Minori: Terre des Hommes, “stop alle stragi in mare. Rivedere il regolamento di Dublino”

Gli ultimi naufragi nel Mediterraneo hanno provocato più di 700 morti, fra cui tanti bambini. “Serve con urgenza un cambio di rotta nelle politiche europee, attraverso la creazione di un sistema di corridoi umanitari e uno snellimento delle procedure di ricongiungimento familiare per i minori non accompagnati. Basta stragi di bambini”: lo chiede oggi l’organizzazione umanitaria Terre des Hommes, insieme ad “un cambio di rotta nelle politiche europee sulla migrazione per stroncare il traffico di esseri umani e salvare la vita a migliaia di bambini e persone in fuga da guerre e povertà”. “E’ necessario avviare un sistema di corridoi umanitari ad ampio raggio per evitare le morti e le sofferenze di centinaia di migliaia di persone, primi tra tutti i bambini”, dichiara Federica Giannotta, responsabile dei progetti in Italia di Terre des Hommes. Con il suo progetto Faro dal 2011 ad oggi ha assistito 12mila minori stranieri non accompagnati e minori giunti in Italia con le famiglie. Molti minori vorrebbero raggiungere il Nord Europa, dove spesso hanno dei familiari, ma devono sottostare a una prolungata permanenza nei centri d’accoglienza italiani a causa del Regolamento di Dublino che li obbliga a richiedere asilo politico nello stesso Paese dove si è sbarcati. “E’ una norma che va superata nell’interesse del minore che deve ricongiungersi nel più breve tempo possibile con i parenti”, afferma Giannotta. Le lunghe attese per la valutazione della domanda di asilo – unite a un’accoglienza che spesso non garantisce condizioni di vita dignitose – sono la principale motivazione che spinge migliaia di minori stranieri non accompagnati a fuggire dai centri d’accoglienza.
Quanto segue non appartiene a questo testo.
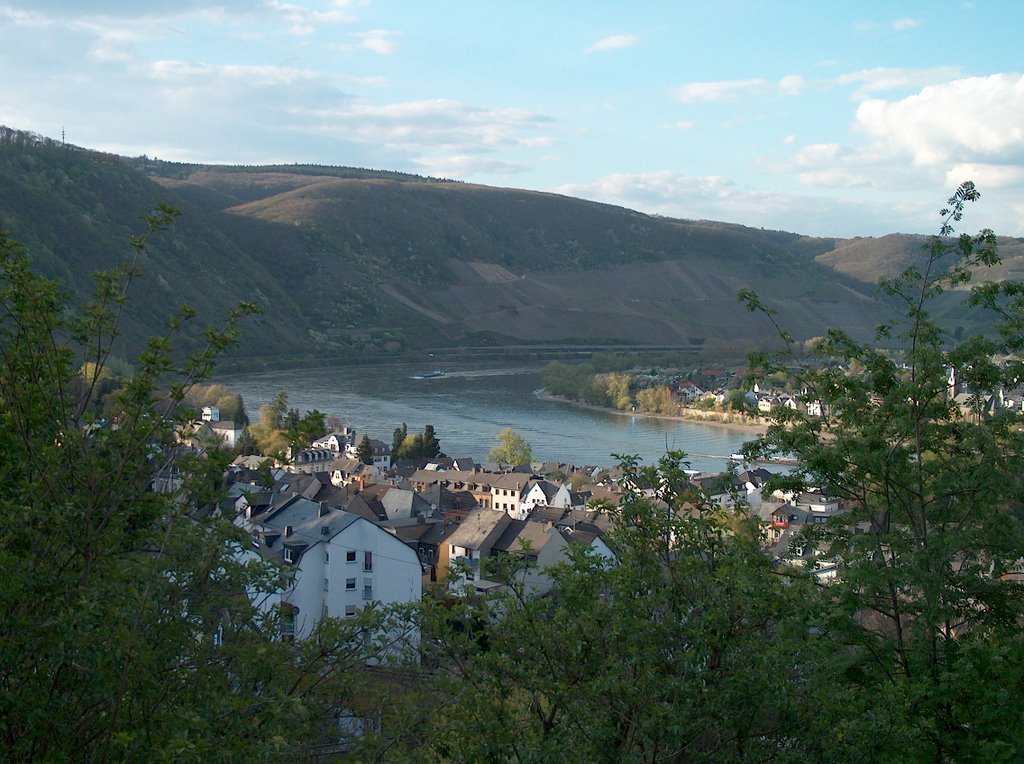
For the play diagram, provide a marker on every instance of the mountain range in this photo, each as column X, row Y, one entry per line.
column 350, row 264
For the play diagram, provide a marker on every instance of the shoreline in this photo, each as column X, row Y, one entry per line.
column 755, row 428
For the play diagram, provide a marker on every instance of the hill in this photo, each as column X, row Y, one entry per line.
column 350, row 263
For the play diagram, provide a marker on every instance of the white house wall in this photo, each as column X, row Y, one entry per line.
column 395, row 576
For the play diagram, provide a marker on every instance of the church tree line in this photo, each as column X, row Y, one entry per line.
column 137, row 640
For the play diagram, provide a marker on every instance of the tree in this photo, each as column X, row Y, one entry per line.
column 397, row 438
column 925, row 620
column 511, row 449
column 127, row 632
column 421, row 446
column 681, row 649
column 365, row 452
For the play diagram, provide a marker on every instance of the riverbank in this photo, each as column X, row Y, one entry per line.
column 698, row 417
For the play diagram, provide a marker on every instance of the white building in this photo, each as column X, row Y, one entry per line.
column 337, row 561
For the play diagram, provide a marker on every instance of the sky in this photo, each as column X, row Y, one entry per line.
column 823, row 118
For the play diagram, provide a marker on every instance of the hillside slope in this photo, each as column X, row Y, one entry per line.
column 349, row 262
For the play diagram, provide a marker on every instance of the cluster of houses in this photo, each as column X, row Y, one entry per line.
column 350, row 534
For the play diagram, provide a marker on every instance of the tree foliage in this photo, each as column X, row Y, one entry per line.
column 127, row 632
column 926, row 619
column 671, row 652
column 511, row 449
column 420, row 446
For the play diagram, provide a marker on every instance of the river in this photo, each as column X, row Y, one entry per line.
column 469, row 407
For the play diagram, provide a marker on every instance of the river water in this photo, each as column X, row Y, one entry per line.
column 469, row 407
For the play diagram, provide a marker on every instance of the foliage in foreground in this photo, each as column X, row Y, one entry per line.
column 925, row 625
column 126, row 626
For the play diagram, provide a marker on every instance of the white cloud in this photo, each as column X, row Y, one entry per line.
column 304, row 20
column 985, row 175
column 905, row 23
column 612, row 43
column 461, row 166
column 888, row 78
column 728, row 89
column 378, row 40
column 792, row 85
column 722, row 90
column 977, row 119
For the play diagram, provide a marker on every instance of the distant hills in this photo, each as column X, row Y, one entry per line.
column 352, row 264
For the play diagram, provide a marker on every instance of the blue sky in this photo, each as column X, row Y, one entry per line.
column 821, row 118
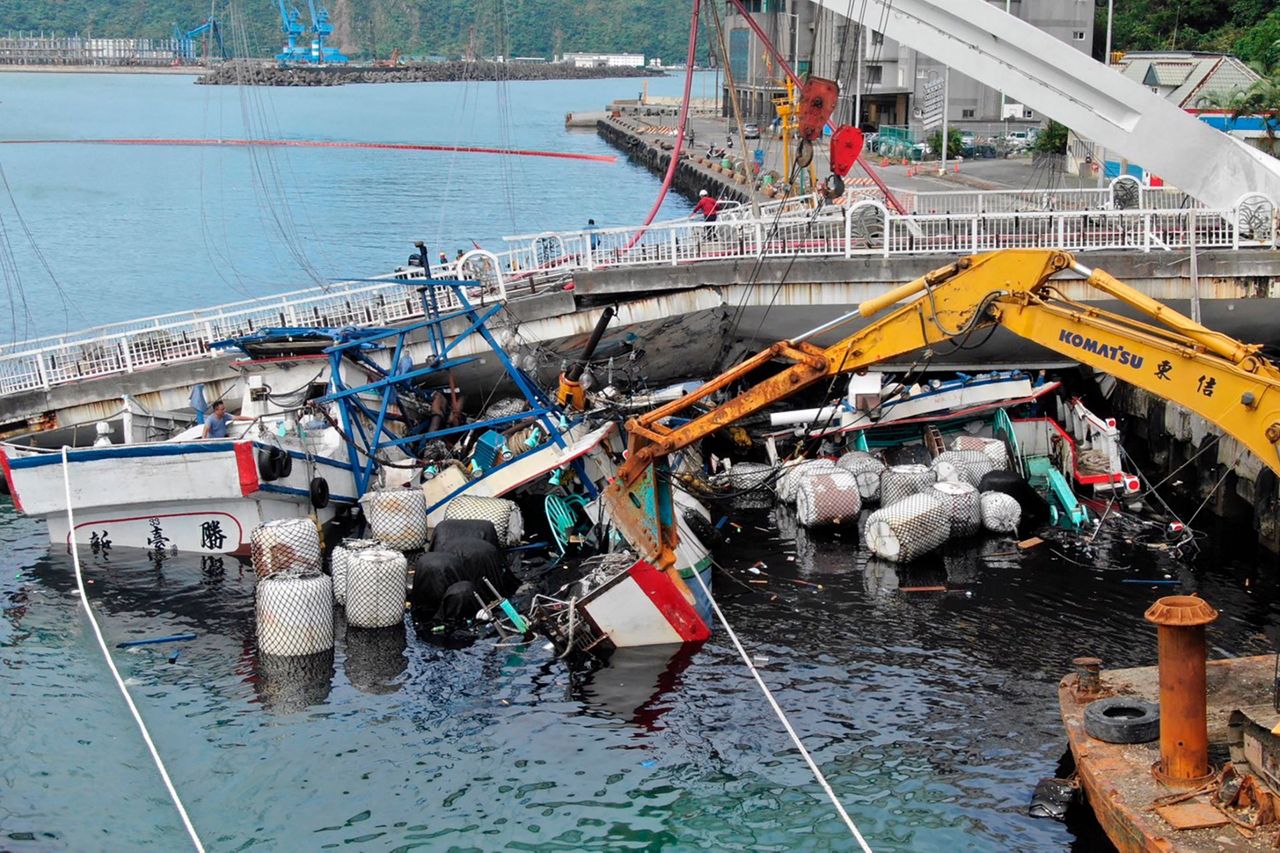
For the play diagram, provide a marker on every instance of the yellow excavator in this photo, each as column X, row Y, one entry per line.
column 1028, row 292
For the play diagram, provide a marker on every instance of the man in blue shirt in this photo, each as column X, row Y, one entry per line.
column 218, row 422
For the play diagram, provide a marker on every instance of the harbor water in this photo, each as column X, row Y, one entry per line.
column 136, row 231
column 932, row 714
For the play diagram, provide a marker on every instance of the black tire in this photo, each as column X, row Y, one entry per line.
column 319, row 492
column 1121, row 719
column 268, row 466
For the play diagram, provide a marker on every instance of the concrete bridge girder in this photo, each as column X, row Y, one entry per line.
column 1033, row 67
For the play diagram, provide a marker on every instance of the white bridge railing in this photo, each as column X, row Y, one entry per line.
column 1075, row 220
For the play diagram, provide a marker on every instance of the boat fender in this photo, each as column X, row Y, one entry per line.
column 1121, row 719
column 319, row 492
column 284, row 463
column 268, row 469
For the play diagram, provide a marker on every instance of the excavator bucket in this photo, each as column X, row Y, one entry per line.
column 846, row 145
column 817, row 103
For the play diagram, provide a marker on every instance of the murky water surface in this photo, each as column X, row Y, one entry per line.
column 932, row 714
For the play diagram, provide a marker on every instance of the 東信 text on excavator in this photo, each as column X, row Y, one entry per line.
column 1025, row 291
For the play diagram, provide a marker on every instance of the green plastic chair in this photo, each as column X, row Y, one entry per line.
column 563, row 520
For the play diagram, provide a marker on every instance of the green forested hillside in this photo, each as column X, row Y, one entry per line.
column 368, row 27
column 1248, row 28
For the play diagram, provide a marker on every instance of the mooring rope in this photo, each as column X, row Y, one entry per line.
column 110, row 664
column 782, row 717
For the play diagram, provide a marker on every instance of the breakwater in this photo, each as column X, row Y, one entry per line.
column 245, row 73
column 693, row 173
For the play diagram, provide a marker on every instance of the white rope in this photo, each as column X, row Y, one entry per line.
column 110, row 664
column 782, row 716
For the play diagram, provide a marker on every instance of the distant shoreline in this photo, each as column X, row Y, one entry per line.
column 190, row 71
column 241, row 73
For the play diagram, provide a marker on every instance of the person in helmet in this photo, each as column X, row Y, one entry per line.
column 707, row 206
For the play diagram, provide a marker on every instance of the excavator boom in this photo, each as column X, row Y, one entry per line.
column 1219, row 378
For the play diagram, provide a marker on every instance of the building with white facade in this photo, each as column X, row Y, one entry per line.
column 895, row 81
column 604, row 60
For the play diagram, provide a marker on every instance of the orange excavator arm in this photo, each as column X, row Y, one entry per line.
column 1219, row 378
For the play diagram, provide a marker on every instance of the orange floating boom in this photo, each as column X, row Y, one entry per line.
column 321, row 144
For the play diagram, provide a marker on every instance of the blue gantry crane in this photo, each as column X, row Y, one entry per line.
column 319, row 53
column 184, row 42
column 320, row 32
column 291, row 22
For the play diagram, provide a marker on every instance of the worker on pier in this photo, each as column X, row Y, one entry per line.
column 218, row 422
column 707, row 206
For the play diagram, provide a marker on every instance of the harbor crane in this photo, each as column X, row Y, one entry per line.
column 321, row 30
column 319, row 53
column 291, row 23
column 184, row 51
column 1023, row 291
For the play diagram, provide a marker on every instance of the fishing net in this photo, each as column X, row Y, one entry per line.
column 904, row 480
column 375, row 657
column 963, row 506
column 295, row 614
column 295, row 683
column 963, row 466
column 1000, row 512
column 867, row 470
column 286, row 544
column 397, row 518
column 375, row 588
column 341, row 559
column 795, row 470
column 880, row 576
column 993, row 448
column 504, row 515
column 750, row 484
column 827, row 496
column 506, row 407
column 908, row 528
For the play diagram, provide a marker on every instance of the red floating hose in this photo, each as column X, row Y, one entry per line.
column 321, row 144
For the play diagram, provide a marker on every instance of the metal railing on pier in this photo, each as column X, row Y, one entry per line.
column 1077, row 220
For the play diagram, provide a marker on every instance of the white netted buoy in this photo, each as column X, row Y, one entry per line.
column 909, row 528
column 286, row 544
column 506, row 516
column 963, row 506
column 827, row 496
column 339, row 560
column 375, row 588
column 993, row 448
column 1000, row 512
column 904, row 480
column 969, row 466
column 794, row 471
column 295, row 614
column 867, row 470
column 397, row 518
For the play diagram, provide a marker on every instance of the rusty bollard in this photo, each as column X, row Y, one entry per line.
column 1088, row 679
column 1180, row 623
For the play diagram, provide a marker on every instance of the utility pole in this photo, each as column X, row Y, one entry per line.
column 1106, row 59
column 858, row 83
column 946, row 96
column 1191, row 226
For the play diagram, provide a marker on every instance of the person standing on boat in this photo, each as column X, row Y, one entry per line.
column 707, row 206
column 218, row 420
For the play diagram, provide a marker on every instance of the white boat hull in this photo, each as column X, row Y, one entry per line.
column 172, row 497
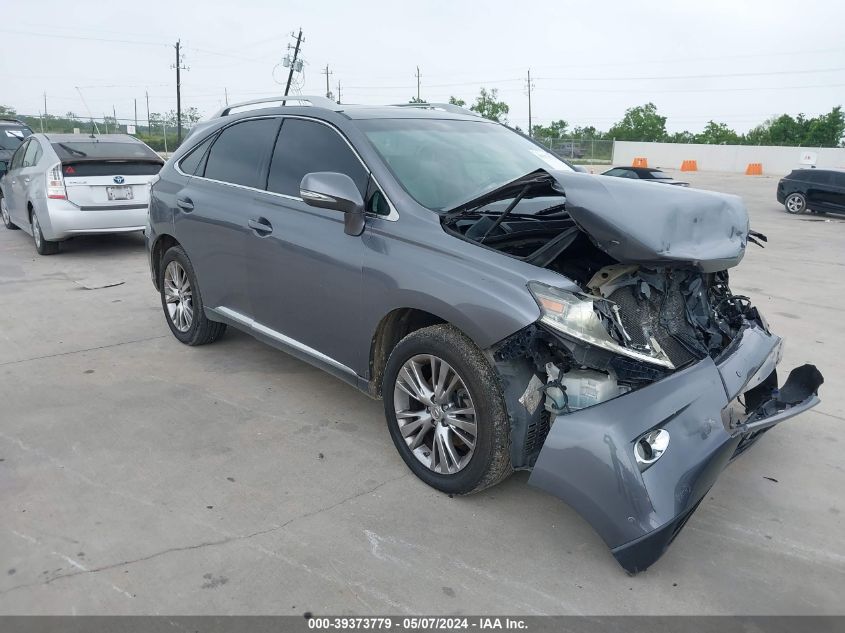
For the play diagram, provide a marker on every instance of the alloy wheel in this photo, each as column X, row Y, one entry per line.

Al 31 dicembre 2015, sono 6.135 i minori stranieri non accompagnati che, in base ai dati del Ministero del Lavoro, risultano “irreperibili”. Oggi, il regolamento Dublino prevede per i minori la possibilità di ricongiungersi con un parente in un altro Paese europeo. “Seguire le vie legali, però richiede tempi molto lunghi che esasperano i ragazzi. Spesso preferiscono rimettersi in viaggio o affidarsi a passeur. Una scelta che li espone a ulteriori rischi di violenze e sfruttamento da parte di reti criminali e li costringe a vivere in condizioni inumane come succede, ad esempio, a Calais o nei campi informali di Ventimiglia”.